The growing reliance on cloud-based technology — and the big, blocky buildings that house its hardware — has created greater opportunities for developers and investors as businesses and consumers gobble up more data in a world that has become increasingly connected, writes Martha C. White for The New York Times.
And companies that provide data storage are preparing for even greater demand as new technologies like 5G and artificial intelligence become more widely used.
And investors have taken note. “Over the past 90 days, we’re seeing a massive shift in capital toward this industry by big investment funds,” said Andy Cvengros, senior vice president and a member of the technology solutions practice at JLL, a real estate services and investing company.
Goldman Sachs announced in October an investment of up to $500 million in data center infrastructure.
The private equity firms Blackstone and KKR have recently announced data center investments.
Real estate investment trusts focused on data centers delivered returns of 19 percent in the first half of 2020, according to a recent report by JLL.
“It’s an acknowledgment that this is not a niche real estate market anymore,” said Patrick Lynch, senior managing director of the data center solutions group at the real estate services and investment firm CBRE.
Credit…Joseph Rushmore for The New York Times
Even if President Trump signs the relief bill passed by Congress, some jobless workers may temporarily lose their benefits all the same.
The package approved on Monday night extended two federal unemployment programs that were set to expire after this week. But by waiting until the last minute to act, legislators forced state labor departments — which administer both state and federal unemployment benefits — to prepare for the programs’ end. Many states won’t be able to reverse course in time to avoid a lapse in payments.
“People will be treated as if the program ended even though it hasn’t,” said Michele Evermore, senior policy analyst for the National Employment Law Project.
Ms. Evermore said she expected virtually everyone enrolled in either federal program — Pandemic Unemployment Assistance and Pandemic Emergency Unemployment Compensation — to lose benefits at least briefly, although the time will vary by state.
Under the legislation, workers will receive back payments for the weeks they miss.
State employment officials said they had been monitoring developments in Washington and were consulting with the federal Labor Department so that they could move quickly to reinstate benefits. But some affirmed that at least a brief lapse was inevitable.
“There will be a delay in benefits for those currently enrolled,” Jason Moon, a spokesman for Michigan’s Department of Labor and Economic Opportunity, wrote in an email.

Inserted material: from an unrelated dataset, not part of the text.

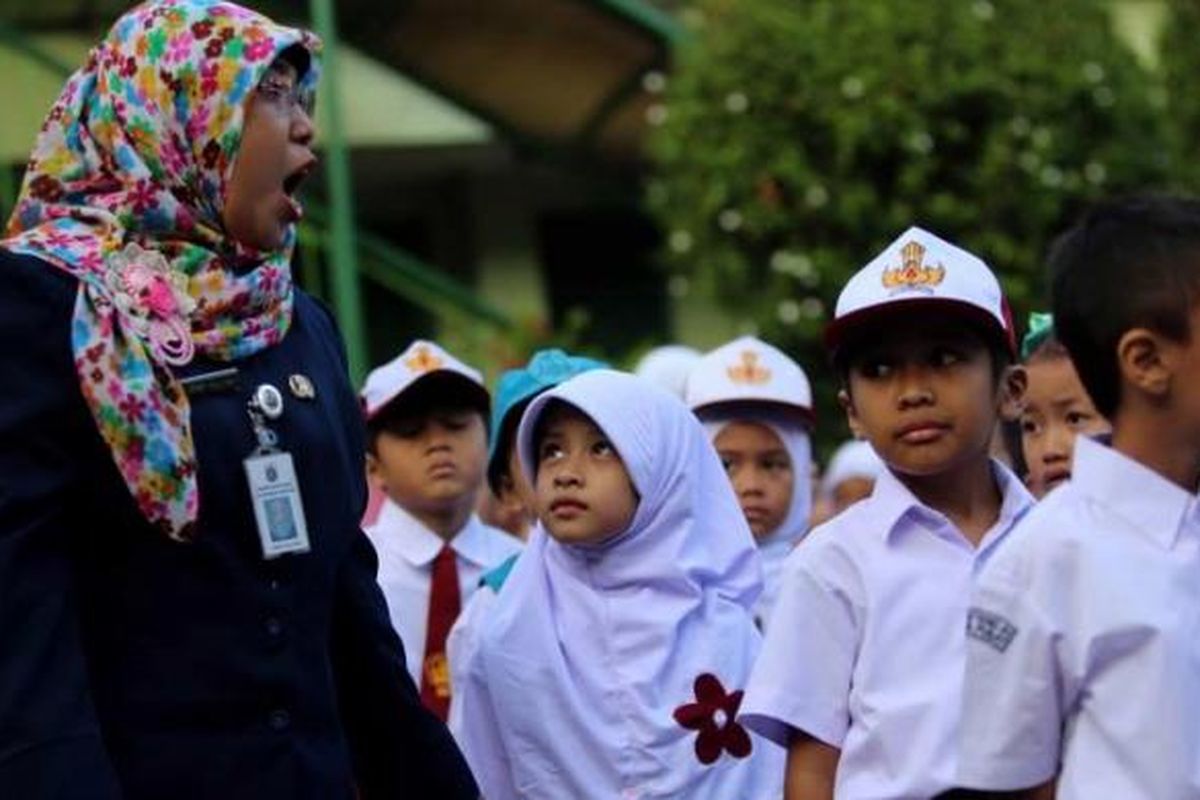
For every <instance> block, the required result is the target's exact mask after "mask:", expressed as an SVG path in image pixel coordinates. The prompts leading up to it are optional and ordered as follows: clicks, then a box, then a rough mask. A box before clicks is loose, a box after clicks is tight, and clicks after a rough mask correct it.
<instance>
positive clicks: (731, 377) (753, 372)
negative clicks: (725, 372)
mask: <svg viewBox="0 0 1200 800" xmlns="http://www.w3.org/2000/svg"><path fill="white" fill-rule="evenodd" d="M726 372H727V373H728V375H730V380H732V381H733V383H736V384H749V385H751V386H757V385H760V384H764V383H767V381H768V380H770V369H768V368H767V367H763V366H760V365H758V354H757V353H755V351H754V350H743V351H742V360H740V361H739V362H738V363H736V365H733V366H732V367H730V368H728V369H726Z"/></svg>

The bill also requires people receiving Pandemic Unemployment Assistance to provide documentation showing they lost jobs or earnings because of the crisis. Until now, many workers had been able to assert that they had been affected without offering proof, something critics have said invited fraud.
Ms. Evermore said most legitimate claimants should be able to provide evidence without much difficulty. But she said she worried about the burden that the requirement would put on already strained state unemployment offices, which could make it more difficult for people to receive benefits.
“More chaos in the system right now is just not what we need,” she said.